Let's write dense2n to a temporary HDF5 file so we can do PCA on it later:

dense2n_path <- tempfile()
writeHDF5Array(dense2n, dense2n_path, name="normalized_counts", level=0)

About memory usage

With this block size (40 Mb), memory usage (as reported by Unix command ps u -p <PID>, see Monitoring memory usage above in this document) remained < 2.8 Gb at all time.

PCA benchmarks

In this section we run simple_pca() on the two normalized datasets obtained in the previous section (1000 x 12,500 and 1000 x 25,000, sparse and dense), and we report timings and memory usage.

See the Timings obtained on various systems section at the end of this document for simple_normalize() and simple_pca() timings obtained on various systems on all our test datasets and using three different block sizes: 40 Mb, 100 Mb, and 250 Mb.

PCA on the normalized sparse datasets

Set block size to 40 Mb:

DelayedArray::setAutoBlockSize(4e7)

1000 x 12,500 sparse dataset

sparse1n <- TENxMatrix(sparse1n_path)
dim(sparse1n)
system.time(pca1s <- simple_PCA(sparse1n))
gc()

1000 x 25,000 sparse dataset

sparse2n <- TENxMatrix(sparse2n_path)
dim(sparse2n)
system.time(pca2s <- simple_PCA(sparse2n))
gc()

About memory usage

With this block size (40 Mb), memory usage (as reported by Unix command ps u -p <PID>, see Monitoring memory usage above in this document) remained < 2.4 Gb at all time.

PCA on the normalized dense datasets

Set block size to 100 Mb (the default):

DelayedArray::setAutoBlockSize()

1000 x 12,500 dense dataset

dense1n <- HDF5Array(dense1n_path, name="normalized_counts")
dim(dense1n)
system.time(pca1d <- simple_PCA(dense1n))
gc()

1000 x 25,000 dense dataset

dense2n <- HDF5Array(dense2n_path, name="normalized_counts")
dim(dense2n)
system.time(pca2d <- simple_PCA(dense2n))
gc()

About memory usage

With this block size (100 Mb), memory usage (as reported by Unix command ps u -p <PID>, see Monitoring memory usage above in this document) remained < 2.7 Gb at all time.

Sanity checks

stopifnot(all.equal(pca1s, pca1d))
stopifnot(all.equal(pca2s, pca2d))

Timings obtained on various systems

Here we report normalization & PCA timings obtained on various systems. For each system, the results are summarized in a table that shows the simple_normalize() and simple_pca() timings obtained on all our test datasets and using three different block sizes: 40 Mb, 100 Mb, and 250 Mb. The times with light green background correspond to the best time amongst the three different block sizes for a given operation.

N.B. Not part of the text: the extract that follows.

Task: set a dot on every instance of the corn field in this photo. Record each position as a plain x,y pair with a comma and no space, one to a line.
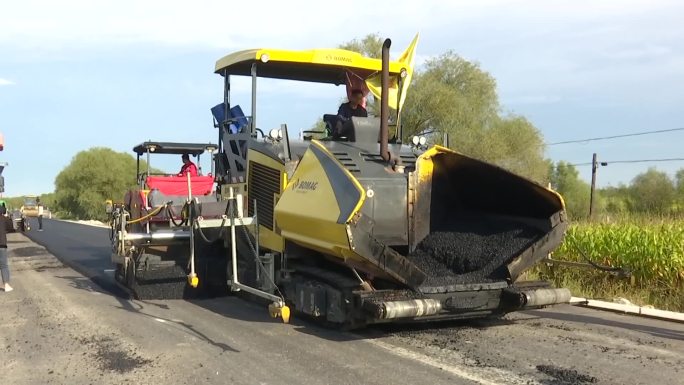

DELL XPS 15 laptop (model 9520)

make_timings_table("xps15")

Note: "max. mem. used" columns to be populated soon.

Supermicro SuperServer 1029GQ-TRT

make_timings_table("rex3")

Note: "max. mem. used" columns to be populated soon.

Mac Pro (Apple M2 Ultra)

make_timings_table("kjohnson3")

Note: "max. mem. used" columns to be populated soon.

Final remarks

The Supermicro SuperServer 1029GQ-TRT machine is significantly slower than the other machines. This is most likely due to the less performant disk.

For PCA, choosing the sparse representation (TENxMatrix) and using small block sizes (40 Mb) is a clear winner.

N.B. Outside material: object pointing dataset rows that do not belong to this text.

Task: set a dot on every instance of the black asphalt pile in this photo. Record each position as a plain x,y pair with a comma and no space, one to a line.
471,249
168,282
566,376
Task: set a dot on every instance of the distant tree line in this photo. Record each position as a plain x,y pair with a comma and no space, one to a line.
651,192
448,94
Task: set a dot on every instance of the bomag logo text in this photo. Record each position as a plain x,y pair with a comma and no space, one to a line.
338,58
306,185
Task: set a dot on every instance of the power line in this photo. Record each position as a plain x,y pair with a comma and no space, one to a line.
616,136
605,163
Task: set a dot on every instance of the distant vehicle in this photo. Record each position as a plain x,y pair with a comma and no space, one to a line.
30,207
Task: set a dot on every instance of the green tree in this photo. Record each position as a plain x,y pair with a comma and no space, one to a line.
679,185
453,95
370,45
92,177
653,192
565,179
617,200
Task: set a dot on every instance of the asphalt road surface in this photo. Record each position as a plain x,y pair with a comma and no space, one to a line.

For normalization, there's no clear best choice between the parse and dense representations. More precisely, for this operation, the sparse representation tends to give the best times when using bigger blocks (250 Mb), whereas the dense representation tends to give the best times when using smaller blocks (40 Mb). However, based on the above benchmarks, there's no clear best choice between "sparse with big blocks" and "dense with small blocks" in terms of speed. Maybe extending the benchmarks to include more extreme block sizes (e.g. 20 Mb and 500 Mb) could help break the tie.

Normalization and PCA are roughly linear in time, regardless of representation (sparse or dense) or block size.

[Needs confirmation] Normalization and PCA both perform at almost constant memory, regardless of representation (sparse or dense).

Session information

sessionInfo()


Bioconductor/HDF5Array documentation built on Jan. 21, 2025, 1:33 a.m.